There is no definite answer on whether “Company Law” or “Enterprise Law” applies to Representative Offices of Foreign (Region) Enterprise. There is a special legal regulation governing them and it continues to make changes to perfect it.
On 10 November 2010, it was passed at the 132nd State Council Executive Meeting, the “Permanent Representative Offices of Foreign Enterprises Registration Management regulations” (hereinafter referred to as “Registration Regulations”) which came into effect on 1 March 2011, this new introduction of administrative regulations abolished the one issued in 1983 (hereinafter referred to as “1983 Registration Administration”). The biggest difference between the two regulations is: the new regulations clearly define the Representative Offices that are those engaged in non-profit making business activities offices. It cannot engage in profit-making activities, unless otherwise provided in the international treaties concluded by China.

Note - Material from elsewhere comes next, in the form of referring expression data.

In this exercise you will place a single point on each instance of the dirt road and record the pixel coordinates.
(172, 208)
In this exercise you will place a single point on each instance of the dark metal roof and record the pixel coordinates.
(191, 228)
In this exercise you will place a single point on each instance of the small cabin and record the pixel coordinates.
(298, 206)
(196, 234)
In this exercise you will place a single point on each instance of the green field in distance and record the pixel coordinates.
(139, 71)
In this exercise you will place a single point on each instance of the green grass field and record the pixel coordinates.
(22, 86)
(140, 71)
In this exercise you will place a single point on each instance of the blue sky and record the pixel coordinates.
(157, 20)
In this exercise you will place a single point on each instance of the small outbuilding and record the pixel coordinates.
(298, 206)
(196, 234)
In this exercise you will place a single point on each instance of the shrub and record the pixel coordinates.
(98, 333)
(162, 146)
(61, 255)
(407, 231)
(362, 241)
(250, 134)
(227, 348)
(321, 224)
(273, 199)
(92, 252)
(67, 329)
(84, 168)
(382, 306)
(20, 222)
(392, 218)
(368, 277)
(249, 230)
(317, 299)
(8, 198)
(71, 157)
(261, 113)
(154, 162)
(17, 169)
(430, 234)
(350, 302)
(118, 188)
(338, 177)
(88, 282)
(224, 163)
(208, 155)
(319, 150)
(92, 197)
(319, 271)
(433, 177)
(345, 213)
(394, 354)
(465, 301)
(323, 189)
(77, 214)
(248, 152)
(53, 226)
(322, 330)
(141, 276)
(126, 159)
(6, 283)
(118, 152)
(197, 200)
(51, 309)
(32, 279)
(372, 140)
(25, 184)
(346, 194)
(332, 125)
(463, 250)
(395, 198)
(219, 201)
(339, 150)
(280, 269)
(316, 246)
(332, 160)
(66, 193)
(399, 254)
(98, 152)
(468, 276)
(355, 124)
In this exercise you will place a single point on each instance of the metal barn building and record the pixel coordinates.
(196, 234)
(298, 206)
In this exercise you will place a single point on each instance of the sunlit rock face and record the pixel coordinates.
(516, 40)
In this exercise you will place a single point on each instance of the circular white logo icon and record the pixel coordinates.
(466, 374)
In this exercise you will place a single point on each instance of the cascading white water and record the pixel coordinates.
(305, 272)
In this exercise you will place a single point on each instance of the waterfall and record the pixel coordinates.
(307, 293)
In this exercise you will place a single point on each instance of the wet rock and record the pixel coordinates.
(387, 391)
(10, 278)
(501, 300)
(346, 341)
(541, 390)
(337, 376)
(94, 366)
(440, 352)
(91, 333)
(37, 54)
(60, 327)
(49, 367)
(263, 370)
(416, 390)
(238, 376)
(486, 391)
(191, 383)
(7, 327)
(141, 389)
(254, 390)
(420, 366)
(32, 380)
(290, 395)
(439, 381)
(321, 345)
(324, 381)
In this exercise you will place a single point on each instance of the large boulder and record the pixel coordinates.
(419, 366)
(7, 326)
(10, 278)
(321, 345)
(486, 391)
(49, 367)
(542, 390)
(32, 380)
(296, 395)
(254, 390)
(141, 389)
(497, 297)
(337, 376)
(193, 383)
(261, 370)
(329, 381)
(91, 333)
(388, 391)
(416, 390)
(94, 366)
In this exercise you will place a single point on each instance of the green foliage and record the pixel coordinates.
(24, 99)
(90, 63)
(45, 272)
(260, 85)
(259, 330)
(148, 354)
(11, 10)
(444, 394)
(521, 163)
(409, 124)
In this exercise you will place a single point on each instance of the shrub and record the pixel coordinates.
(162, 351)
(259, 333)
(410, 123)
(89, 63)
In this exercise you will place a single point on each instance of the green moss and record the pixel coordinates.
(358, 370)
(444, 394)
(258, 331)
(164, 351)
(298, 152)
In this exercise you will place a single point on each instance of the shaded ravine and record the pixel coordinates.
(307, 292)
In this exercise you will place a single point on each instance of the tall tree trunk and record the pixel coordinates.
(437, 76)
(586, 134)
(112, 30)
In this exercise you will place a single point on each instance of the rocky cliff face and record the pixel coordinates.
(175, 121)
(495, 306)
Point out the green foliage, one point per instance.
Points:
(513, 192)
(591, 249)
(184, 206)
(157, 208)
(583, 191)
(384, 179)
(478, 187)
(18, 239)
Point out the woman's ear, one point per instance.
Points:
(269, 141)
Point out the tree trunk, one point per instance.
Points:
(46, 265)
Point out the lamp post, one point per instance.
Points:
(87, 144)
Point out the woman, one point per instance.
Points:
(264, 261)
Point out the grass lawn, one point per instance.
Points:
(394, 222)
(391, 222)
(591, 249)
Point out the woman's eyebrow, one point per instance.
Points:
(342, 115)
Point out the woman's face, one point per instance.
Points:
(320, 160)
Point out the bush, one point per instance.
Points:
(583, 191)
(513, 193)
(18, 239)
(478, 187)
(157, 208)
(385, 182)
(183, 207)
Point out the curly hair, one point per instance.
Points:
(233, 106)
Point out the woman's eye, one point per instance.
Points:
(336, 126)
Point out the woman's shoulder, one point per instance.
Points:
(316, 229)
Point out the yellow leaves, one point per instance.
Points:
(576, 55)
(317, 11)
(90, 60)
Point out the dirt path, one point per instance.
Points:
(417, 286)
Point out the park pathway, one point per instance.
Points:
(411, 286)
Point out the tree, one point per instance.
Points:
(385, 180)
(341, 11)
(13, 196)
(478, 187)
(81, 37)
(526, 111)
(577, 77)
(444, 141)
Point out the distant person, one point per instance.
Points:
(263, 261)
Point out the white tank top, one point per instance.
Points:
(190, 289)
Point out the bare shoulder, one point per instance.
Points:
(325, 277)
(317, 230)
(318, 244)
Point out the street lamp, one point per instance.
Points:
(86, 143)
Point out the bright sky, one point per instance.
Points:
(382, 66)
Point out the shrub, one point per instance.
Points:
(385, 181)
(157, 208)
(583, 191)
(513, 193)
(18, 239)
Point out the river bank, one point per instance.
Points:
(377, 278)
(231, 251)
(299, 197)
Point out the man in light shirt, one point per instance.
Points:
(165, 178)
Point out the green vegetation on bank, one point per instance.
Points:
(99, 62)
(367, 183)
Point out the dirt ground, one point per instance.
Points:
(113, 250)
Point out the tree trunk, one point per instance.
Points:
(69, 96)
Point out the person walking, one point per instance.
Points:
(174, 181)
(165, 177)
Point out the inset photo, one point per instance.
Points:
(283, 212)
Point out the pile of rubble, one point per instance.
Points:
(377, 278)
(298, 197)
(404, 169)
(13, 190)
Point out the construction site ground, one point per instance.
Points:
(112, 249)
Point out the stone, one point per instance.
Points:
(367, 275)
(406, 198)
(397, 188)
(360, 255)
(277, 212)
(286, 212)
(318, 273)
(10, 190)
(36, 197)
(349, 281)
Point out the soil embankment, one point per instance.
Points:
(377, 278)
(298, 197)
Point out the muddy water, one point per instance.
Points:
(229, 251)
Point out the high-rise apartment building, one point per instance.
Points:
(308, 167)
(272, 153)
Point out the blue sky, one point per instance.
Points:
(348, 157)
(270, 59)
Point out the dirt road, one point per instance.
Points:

According to the 1983 Registration Regulations, Representative Offices are those offices engaged in business activities indirectly relating to the business of the Foreign Enterprises. That is, the Representative Offices of Foreign Enterprises engage in profit-making activities indirectly. In addition, with the introduction of the Registration Regulations, matters regarding registration, establishment, changes, cancellation, legal liability and other aspects should have carried out in accordance with the specific provisions.
A) According to the Registration Regulations, the following points should be noted:-
- 1. Registration of Foreign Enterprises includes: Name of the Representative Offices, name of its respective Chief Representative, business scope, registered office, stationed period, name and registered office of the foreign enterprise.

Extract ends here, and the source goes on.